KCRW-FM promoted its assistant general manager to the public radio station's top position today replacing outgoing chief Ruth Seymour.
The Santa Monica College Board of Trustees today approved the selection of Jennifer Ferro, who begins in her new position March 1. Ferro succeeds Seymour, who is retiring Feb. 26 after running KCRW for 32 years, said KCRW spokesperson Bruce Smith in a news statement.
Ferro served as the public radio station's assistant general manager. ``Jennifer epitomizes the perfect mix of traditional public radio experience, and the strategic and creative new media thinking that will be critical to KCRW's continued success in the years ahead," Chui L. Tsang, the college's president, said in a news statement.
The appointment caps a months-long search that had been narrowed to three finalists from an initial field of about 30 applicants, the newspaper reported.

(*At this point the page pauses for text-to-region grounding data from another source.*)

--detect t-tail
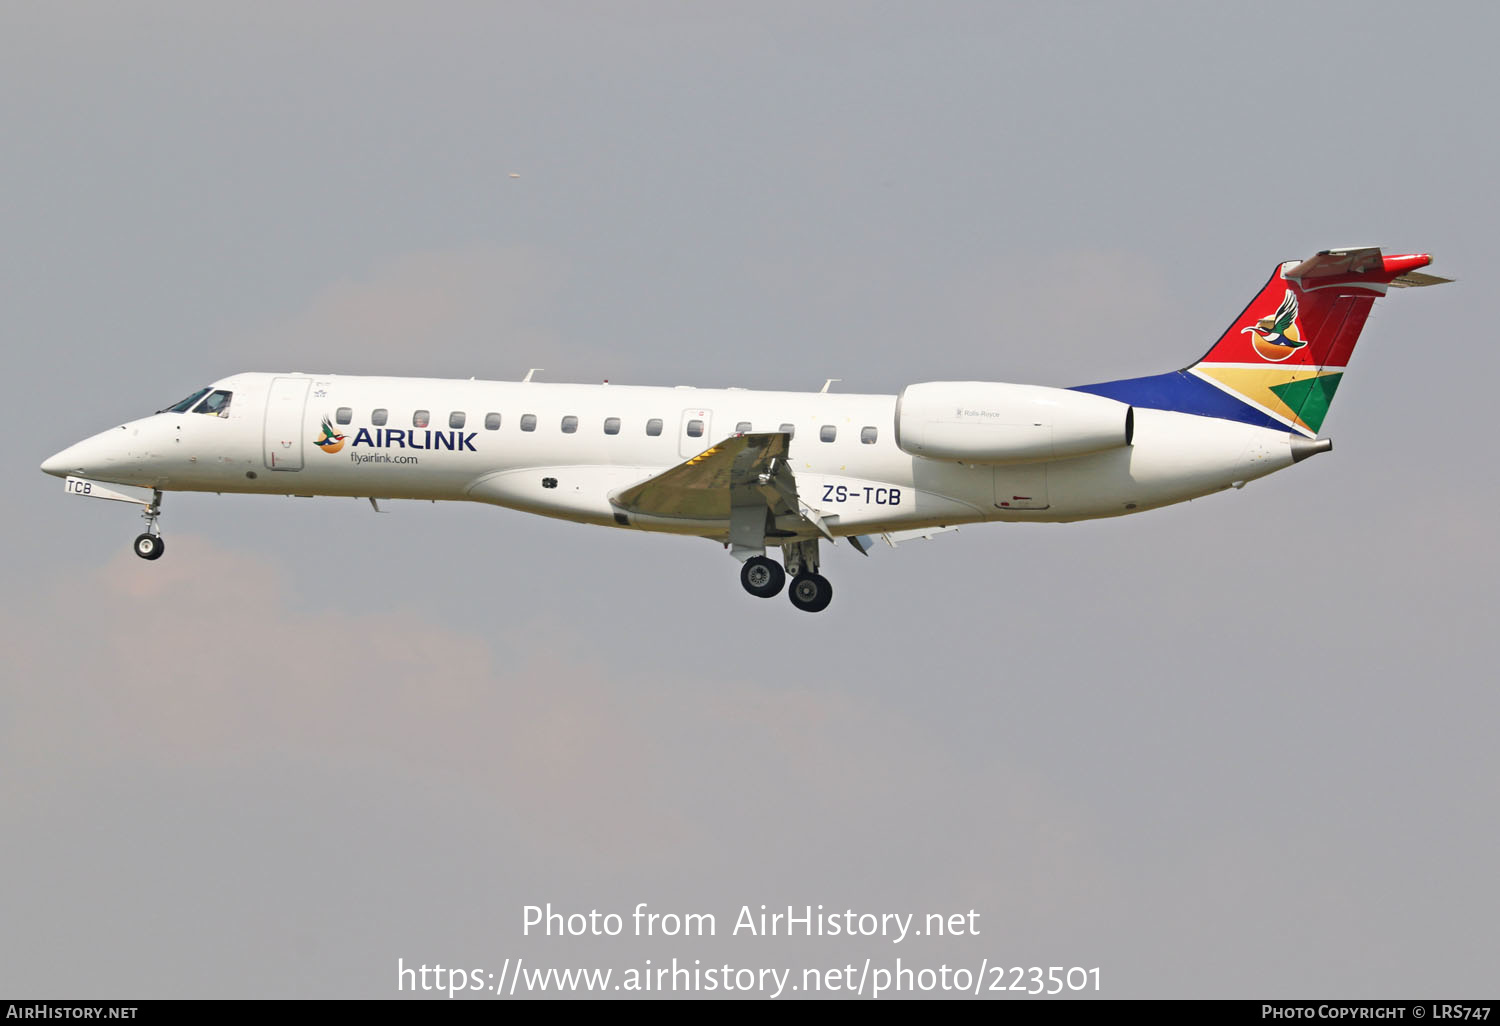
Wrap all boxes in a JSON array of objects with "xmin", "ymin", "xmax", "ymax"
[{"xmin": 1075, "ymin": 247, "xmax": 1450, "ymax": 438}]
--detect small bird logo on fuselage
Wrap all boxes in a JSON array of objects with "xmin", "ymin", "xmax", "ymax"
[
  {"xmin": 315, "ymin": 416, "xmax": 346, "ymax": 454},
  {"xmin": 1242, "ymin": 289, "xmax": 1309, "ymax": 362}
]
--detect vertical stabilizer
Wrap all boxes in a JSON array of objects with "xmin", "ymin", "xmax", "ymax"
[
  {"xmin": 1075, "ymin": 248, "xmax": 1448, "ymax": 436},
  {"xmin": 1189, "ymin": 249, "xmax": 1439, "ymax": 435}
]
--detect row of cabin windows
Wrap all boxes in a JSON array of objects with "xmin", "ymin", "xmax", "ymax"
[{"xmin": 332, "ymin": 407, "xmax": 878, "ymax": 443}]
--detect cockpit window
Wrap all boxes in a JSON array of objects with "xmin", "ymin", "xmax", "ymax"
[
  {"xmin": 162, "ymin": 387, "xmax": 211, "ymax": 414},
  {"xmin": 193, "ymin": 390, "xmax": 232, "ymax": 417}
]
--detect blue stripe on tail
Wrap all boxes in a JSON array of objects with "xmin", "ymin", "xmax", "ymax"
[{"xmin": 1071, "ymin": 372, "xmax": 1288, "ymax": 433}]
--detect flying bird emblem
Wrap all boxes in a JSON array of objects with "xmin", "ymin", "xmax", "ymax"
[
  {"xmin": 1242, "ymin": 289, "xmax": 1309, "ymax": 361},
  {"xmin": 314, "ymin": 416, "xmax": 347, "ymax": 454}
]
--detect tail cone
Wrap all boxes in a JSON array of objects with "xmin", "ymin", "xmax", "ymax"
[{"xmin": 1290, "ymin": 436, "xmax": 1333, "ymax": 463}]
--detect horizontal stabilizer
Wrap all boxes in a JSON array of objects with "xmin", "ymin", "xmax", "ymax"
[
  {"xmin": 1284, "ymin": 248, "xmax": 1433, "ymax": 285},
  {"xmin": 1388, "ymin": 270, "xmax": 1453, "ymax": 288},
  {"xmin": 1284, "ymin": 247, "xmax": 1384, "ymax": 279}
]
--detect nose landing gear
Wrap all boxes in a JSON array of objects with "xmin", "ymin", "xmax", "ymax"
[{"xmin": 132, "ymin": 489, "xmax": 165, "ymax": 561}]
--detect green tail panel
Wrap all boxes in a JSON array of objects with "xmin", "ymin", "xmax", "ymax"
[{"xmin": 1269, "ymin": 372, "xmax": 1342, "ymax": 434}]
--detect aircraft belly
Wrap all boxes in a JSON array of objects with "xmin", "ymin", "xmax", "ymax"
[
  {"xmin": 467, "ymin": 466, "xmax": 656, "ymax": 525},
  {"xmin": 1034, "ymin": 411, "xmax": 1295, "ymax": 520}
]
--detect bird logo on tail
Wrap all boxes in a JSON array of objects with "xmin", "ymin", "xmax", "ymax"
[
  {"xmin": 314, "ymin": 416, "xmax": 346, "ymax": 454},
  {"xmin": 1242, "ymin": 289, "xmax": 1308, "ymax": 362}
]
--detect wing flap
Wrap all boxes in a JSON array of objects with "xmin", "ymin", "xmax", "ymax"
[{"xmin": 610, "ymin": 432, "xmax": 797, "ymax": 520}]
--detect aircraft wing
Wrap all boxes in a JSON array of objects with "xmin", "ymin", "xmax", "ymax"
[
  {"xmin": 610, "ymin": 432, "xmax": 832, "ymax": 548},
  {"xmin": 612, "ymin": 432, "xmax": 797, "ymax": 519}
]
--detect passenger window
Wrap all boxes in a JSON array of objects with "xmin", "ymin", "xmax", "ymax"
[
  {"xmin": 820, "ymin": 425, "xmax": 837, "ymax": 442},
  {"xmin": 449, "ymin": 411, "xmax": 466, "ymax": 429},
  {"xmin": 861, "ymin": 426, "xmax": 878, "ymax": 444},
  {"xmin": 484, "ymin": 413, "xmax": 501, "ymax": 430},
  {"xmin": 779, "ymin": 423, "xmax": 796, "ymax": 438},
  {"xmin": 194, "ymin": 390, "xmax": 233, "ymax": 417},
  {"xmin": 686, "ymin": 419, "xmax": 704, "ymax": 438},
  {"xmin": 646, "ymin": 418, "xmax": 664, "ymax": 436},
  {"xmin": 336, "ymin": 407, "xmax": 353, "ymax": 425},
  {"xmin": 735, "ymin": 421, "xmax": 752, "ymax": 434},
  {"xmin": 604, "ymin": 417, "xmax": 621, "ymax": 435},
  {"xmin": 520, "ymin": 414, "xmax": 537, "ymax": 432},
  {"xmin": 561, "ymin": 415, "xmax": 578, "ymax": 433},
  {"xmin": 413, "ymin": 410, "xmax": 430, "ymax": 428},
  {"xmin": 372, "ymin": 408, "xmax": 388, "ymax": 426}
]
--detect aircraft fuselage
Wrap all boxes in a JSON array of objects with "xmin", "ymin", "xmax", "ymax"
[{"xmin": 42, "ymin": 371, "xmax": 1301, "ymax": 542}]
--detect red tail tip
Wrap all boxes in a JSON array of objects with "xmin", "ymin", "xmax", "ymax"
[
  {"xmin": 1285, "ymin": 248, "xmax": 1433, "ymax": 286},
  {"xmin": 1381, "ymin": 253, "xmax": 1432, "ymax": 276}
]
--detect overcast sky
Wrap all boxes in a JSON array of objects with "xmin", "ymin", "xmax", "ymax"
[{"xmin": 3, "ymin": 1, "xmax": 1497, "ymax": 999}]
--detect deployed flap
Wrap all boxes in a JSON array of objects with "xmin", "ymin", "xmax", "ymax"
[{"xmin": 611, "ymin": 432, "xmax": 799, "ymax": 521}]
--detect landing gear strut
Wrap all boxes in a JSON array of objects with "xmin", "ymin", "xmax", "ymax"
[
  {"xmin": 739, "ymin": 555, "xmax": 786, "ymax": 598},
  {"xmin": 782, "ymin": 538, "xmax": 833, "ymax": 613},
  {"xmin": 133, "ymin": 489, "xmax": 165, "ymax": 561}
]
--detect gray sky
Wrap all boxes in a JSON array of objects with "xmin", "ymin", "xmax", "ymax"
[{"xmin": 3, "ymin": 1, "xmax": 1497, "ymax": 999}]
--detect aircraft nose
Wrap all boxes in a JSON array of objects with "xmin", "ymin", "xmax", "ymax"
[
  {"xmin": 40, "ymin": 427, "xmax": 137, "ymax": 479},
  {"xmin": 41, "ymin": 443, "xmax": 83, "ymax": 478}
]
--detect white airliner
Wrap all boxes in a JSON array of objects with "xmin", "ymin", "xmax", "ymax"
[{"xmin": 41, "ymin": 247, "xmax": 1447, "ymax": 612}]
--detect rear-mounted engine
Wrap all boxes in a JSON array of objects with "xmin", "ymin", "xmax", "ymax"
[{"xmin": 894, "ymin": 381, "xmax": 1133, "ymax": 465}]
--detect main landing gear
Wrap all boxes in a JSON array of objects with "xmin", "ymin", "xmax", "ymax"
[
  {"xmin": 739, "ymin": 556, "xmax": 786, "ymax": 598},
  {"xmin": 787, "ymin": 572, "xmax": 833, "ymax": 613},
  {"xmin": 133, "ymin": 489, "xmax": 165, "ymax": 561},
  {"xmin": 736, "ymin": 539, "xmax": 833, "ymax": 613}
]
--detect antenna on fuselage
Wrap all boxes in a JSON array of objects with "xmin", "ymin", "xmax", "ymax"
[
  {"xmin": 820, "ymin": 378, "xmax": 841, "ymax": 393},
  {"xmin": 522, "ymin": 368, "xmax": 543, "ymax": 382}
]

Santa Monica College holds KCRW's license and was responsible for the search to find Seymour's replacement.
``I'm thrilled to be able to get the opportunity to lead the best public radio station in the country and I'm excited to work with the station's incredible staff on the challenges and opportunities in front of us,'' Ferro said in a news statement. ``It's a dream job.''
Ferro, 41, has worked in many aspects of the National Public Radio affiliate's operations, including programming, marketing, fundraising and new media, since she joined KCRW's staff in 1994, according to a news statement.
``Jennifer is an ideal choice to lead the station forward,'' said Seymour in a news statement. ``She brings her own unique approach and vision to KCRW. She's innovative, courageous and independent. She's an experienced programmer, producer and fundraiser. She will make a terrific manager and I look forward to a KCRW under her leadership.''
Tom Taylor, executive news director of radio-info.com, an independent website that tracks the radio industry, called Ferro's appointment ``a vote for continuity and also a vote for the future."

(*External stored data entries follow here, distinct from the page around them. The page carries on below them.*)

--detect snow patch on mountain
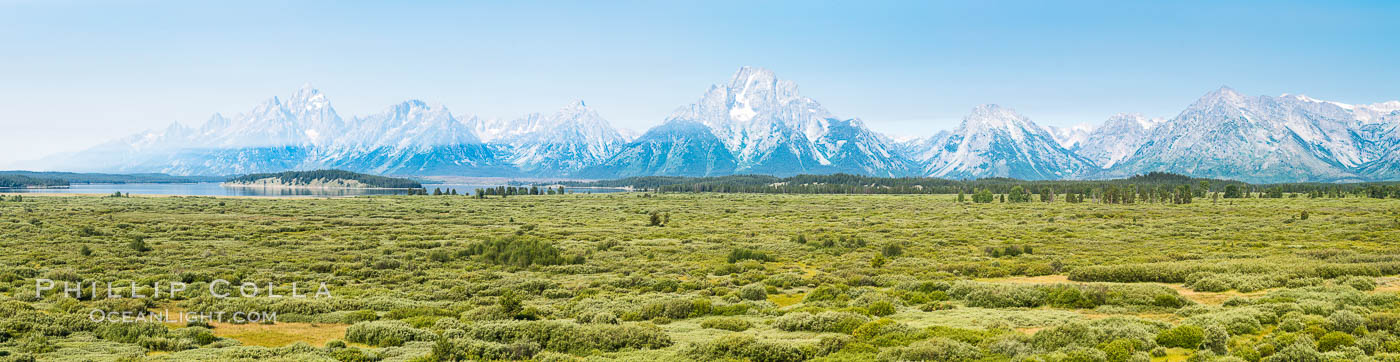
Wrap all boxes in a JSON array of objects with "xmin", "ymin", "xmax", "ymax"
[
  {"xmin": 657, "ymin": 66, "xmax": 912, "ymax": 176},
  {"xmin": 1073, "ymin": 113, "xmax": 1161, "ymax": 169},
  {"xmin": 913, "ymin": 105, "xmax": 1090, "ymax": 180},
  {"xmin": 1106, "ymin": 87, "xmax": 1370, "ymax": 182},
  {"xmin": 41, "ymin": 76, "xmax": 1400, "ymax": 182},
  {"xmin": 1047, "ymin": 123, "xmax": 1094, "ymax": 149}
]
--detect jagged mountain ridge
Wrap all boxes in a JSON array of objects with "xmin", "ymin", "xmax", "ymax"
[
  {"xmin": 1073, "ymin": 113, "xmax": 1163, "ymax": 169},
  {"xmin": 38, "ymin": 70, "xmax": 1400, "ymax": 182},
  {"xmin": 907, "ymin": 105, "xmax": 1092, "ymax": 180},
  {"xmin": 600, "ymin": 66, "xmax": 915, "ymax": 177},
  {"xmin": 480, "ymin": 100, "xmax": 629, "ymax": 176},
  {"xmin": 1102, "ymin": 87, "xmax": 1396, "ymax": 183}
]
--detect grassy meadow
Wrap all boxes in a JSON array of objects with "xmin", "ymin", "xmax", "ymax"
[{"xmin": 0, "ymin": 193, "xmax": 1399, "ymax": 361}]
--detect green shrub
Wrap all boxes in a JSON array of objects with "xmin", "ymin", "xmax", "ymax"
[
  {"xmin": 805, "ymin": 284, "xmax": 850, "ymax": 303},
  {"xmin": 852, "ymin": 319, "xmax": 917, "ymax": 346},
  {"xmin": 16, "ymin": 333, "xmax": 55, "ymax": 354},
  {"xmin": 1230, "ymin": 343, "xmax": 1261, "ymax": 362},
  {"xmin": 740, "ymin": 283, "xmax": 768, "ymax": 301},
  {"xmin": 881, "ymin": 243, "xmax": 903, "ymax": 257},
  {"xmin": 344, "ymin": 321, "xmax": 436, "ymax": 347},
  {"xmin": 1327, "ymin": 310, "xmax": 1364, "ymax": 333},
  {"xmin": 1183, "ymin": 308, "xmax": 1265, "ymax": 335},
  {"xmin": 1337, "ymin": 276, "xmax": 1376, "ymax": 291},
  {"xmin": 867, "ymin": 301, "xmax": 896, "ymax": 317},
  {"xmin": 329, "ymin": 346, "xmax": 383, "ymax": 362},
  {"xmin": 1068, "ymin": 318, "xmax": 1167, "ymax": 354},
  {"xmin": 1054, "ymin": 346, "xmax": 1109, "ymax": 362},
  {"xmin": 1156, "ymin": 325, "xmax": 1205, "ymax": 349},
  {"xmin": 1317, "ymin": 331, "xmax": 1354, "ymax": 352},
  {"xmin": 1286, "ymin": 277, "xmax": 1324, "ymax": 288},
  {"xmin": 728, "ymin": 248, "xmax": 772, "ymax": 263},
  {"xmin": 129, "ymin": 236, "xmax": 151, "ymax": 253},
  {"xmin": 1267, "ymin": 341, "xmax": 1323, "ymax": 361},
  {"xmin": 575, "ymin": 311, "xmax": 619, "ymax": 324},
  {"xmin": 948, "ymin": 281, "xmax": 1186, "ymax": 309},
  {"xmin": 635, "ymin": 298, "xmax": 712, "ymax": 320},
  {"xmin": 431, "ymin": 338, "xmax": 539, "ymax": 361},
  {"xmin": 463, "ymin": 321, "xmax": 671, "ymax": 353},
  {"xmin": 1365, "ymin": 312, "xmax": 1399, "ymax": 333},
  {"xmin": 343, "ymin": 310, "xmax": 379, "ymax": 324},
  {"xmin": 685, "ymin": 333, "xmax": 817, "ymax": 362},
  {"xmin": 1202, "ymin": 325, "xmax": 1228, "ymax": 355},
  {"xmin": 137, "ymin": 335, "xmax": 194, "ymax": 352},
  {"xmin": 700, "ymin": 317, "xmax": 751, "ymax": 332},
  {"xmin": 1102, "ymin": 338, "xmax": 1137, "ymax": 362},
  {"xmin": 463, "ymin": 236, "xmax": 578, "ymax": 267},
  {"xmin": 874, "ymin": 337, "xmax": 981, "ymax": 361},
  {"xmin": 1188, "ymin": 274, "xmax": 1232, "ymax": 292},
  {"xmin": 773, "ymin": 311, "xmax": 869, "ymax": 333},
  {"xmin": 175, "ymin": 326, "xmax": 217, "ymax": 346},
  {"xmin": 96, "ymin": 322, "xmax": 168, "ymax": 344}
]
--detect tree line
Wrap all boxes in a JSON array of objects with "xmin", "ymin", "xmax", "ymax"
[
  {"xmin": 0, "ymin": 174, "xmax": 69, "ymax": 188},
  {"xmin": 0, "ymin": 171, "xmax": 222, "ymax": 184},
  {"xmin": 470, "ymin": 186, "xmax": 568, "ymax": 198},
  {"xmin": 227, "ymin": 169, "xmax": 423, "ymax": 189},
  {"xmin": 569, "ymin": 172, "xmax": 1400, "ymax": 199},
  {"xmin": 399, "ymin": 185, "xmax": 570, "ymax": 197}
]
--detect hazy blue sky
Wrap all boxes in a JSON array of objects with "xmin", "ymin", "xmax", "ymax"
[{"xmin": 2, "ymin": 0, "xmax": 1398, "ymax": 165}]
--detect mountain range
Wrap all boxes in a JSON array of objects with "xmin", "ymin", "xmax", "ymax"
[{"xmin": 36, "ymin": 67, "xmax": 1400, "ymax": 183}]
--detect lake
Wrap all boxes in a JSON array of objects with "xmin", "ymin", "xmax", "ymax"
[{"xmin": 0, "ymin": 183, "xmax": 627, "ymax": 197}]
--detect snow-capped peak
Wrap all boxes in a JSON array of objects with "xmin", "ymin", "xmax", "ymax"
[
  {"xmin": 667, "ymin": 67, "xmax": 837, "ymax": 164},
  {"xmin": 724, "ymin": 67, "xmax": 795, "ymax": 122},
  {"xmin": 960, "ymin": 104, "xmax": 1043, "ymax": 142},
  {"xmin": 1047, "ymin": 122, "xmax": 1095, "ymax": 149},
  {"xmin": 1282, "ymin": 93, "xmax": 1356, "ymax": 110},
  {"xmin": 1370, "ymin": 100, "xmax": 1400, "ymax": 113},
  {"xmin": 344, "ymin": 99, "xmax": 477, "ymax": 149},
  {"xmin": 288, "ymin": 83, "xmax": 330, "ymax": 112},
  {"xmin": 913, "ymin": 104, "xmax": 1088, "ymax": 180},
  {"xmin": 49, "ymin": 75, "xmax": 1400, "ymax": 182},
  {"xmin": 1198, "ymin": 86, "xmax": 1246, "ymax": 105},
  {"xmin": 557, "ymin": 99, "xmax": 597, "ymax": 119},
  {"xmin": 1073, "ymin": 113, "xmax": 1160, "ymax": 169},
  {"xmin": 1102, "ymin": 112, "xmax": 1162, "ymax": 130}
]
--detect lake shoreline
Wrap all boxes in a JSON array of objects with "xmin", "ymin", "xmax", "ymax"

Ferro, he said, `comes into the job with relationships that it would take an outsider a long time to build."
Among the challenges facing Ferro is making sure that KCRW's listenership is being accurately reflected in ratings numbers, The Los Angeles Times reported.
Last summer, Arbitron ratings showed KCRW trailing three other local public radio affiliates: classical KUSC-FM (91.5), news-talk KPCC-FM (89.3) and jazz KKJZ-FM (88.1).

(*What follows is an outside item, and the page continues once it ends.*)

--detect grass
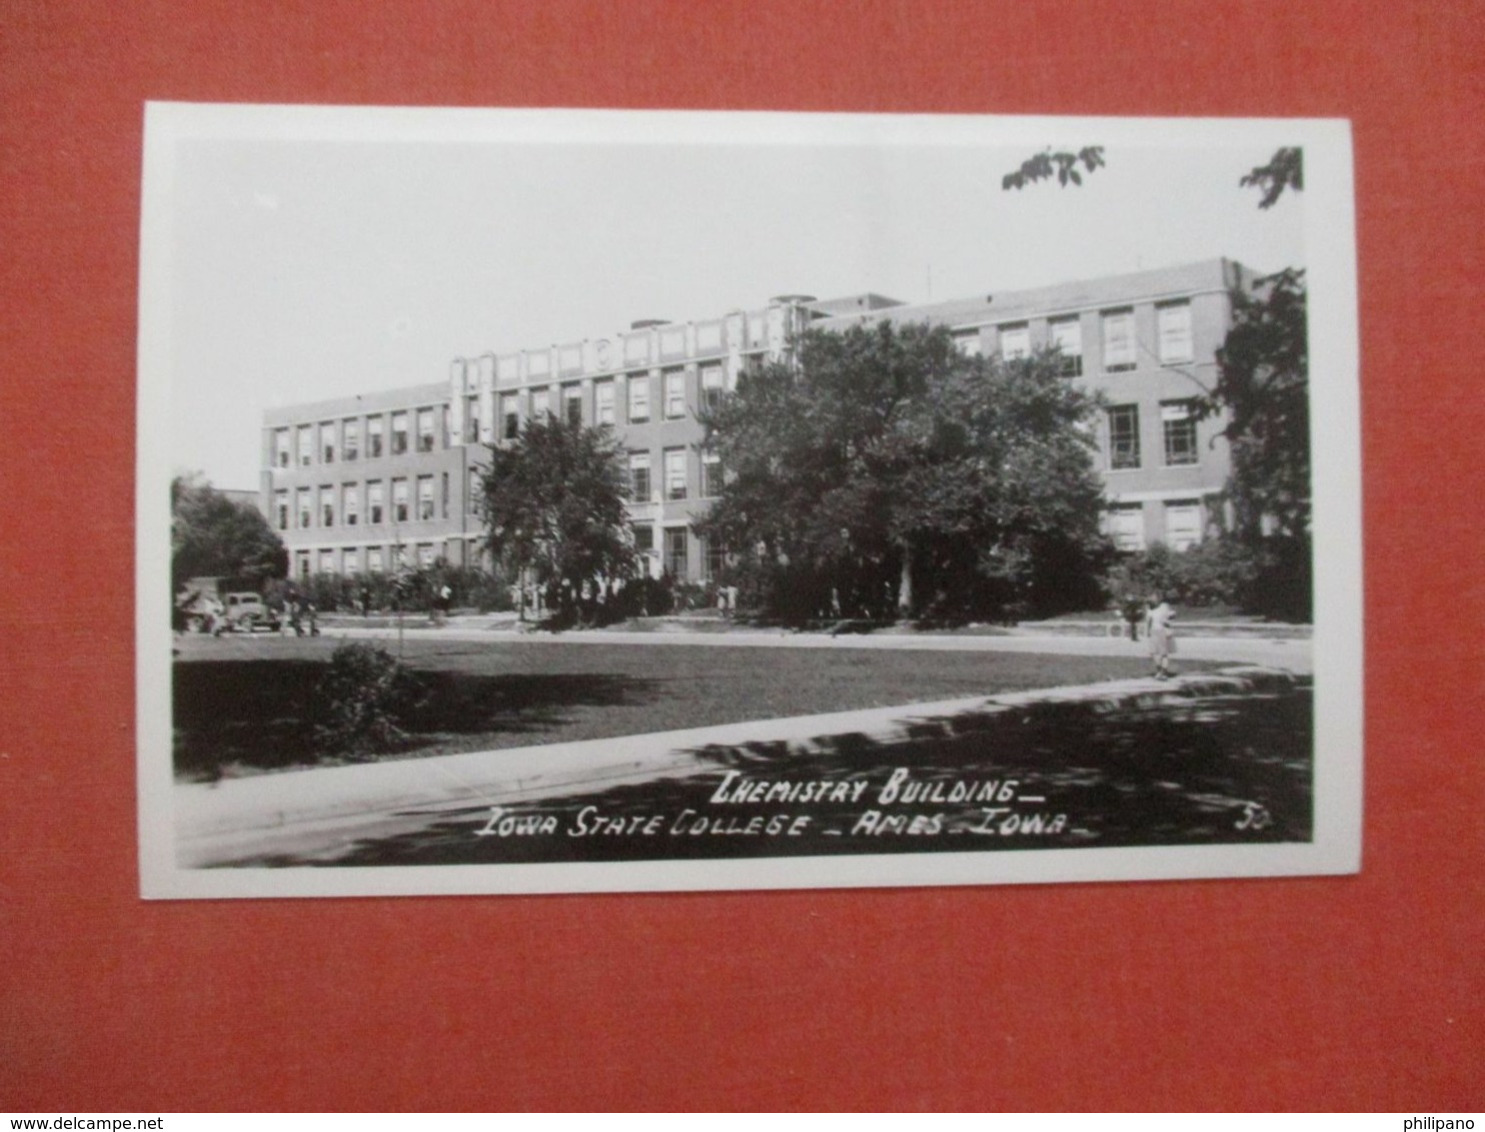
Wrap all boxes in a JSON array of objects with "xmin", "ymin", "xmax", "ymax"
[{"xmin": 172, "ymin": 635, "xmax": 1219, "ymax": 782}]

KCRW officials have insisted that the ``Portable People Meter" device being used to monitor listenership substantially undercounts the station's online audience, which is one of the largest Web audiences in the nation. It also does not count listeners to the station's broadcasts over its transmitters in Ventura County, Palm Springs, the Antelope Valley or near San Diego.
According to college officials, Ferro has been instrumental in developing KCRW's three live Internet radio channels, iPhone applications, blogs and various social media.
She also has been involved in planning a new facility for KCRW, which will be part of a new $61.2-million media-technology complex on the college's campus, The Times reported. The facility, set to open in 2013, will include a 1,600-square-foot performance space and a viewing gallery for audiences to attend live studio appearances, the newspaper reported.
Ferro is a Torrance native and UCLA graduate. She is the married mother of two daughters, 7 and 9, and coaches youth soccer. She also plays in an over-40 women's league as a striker, The Times reported.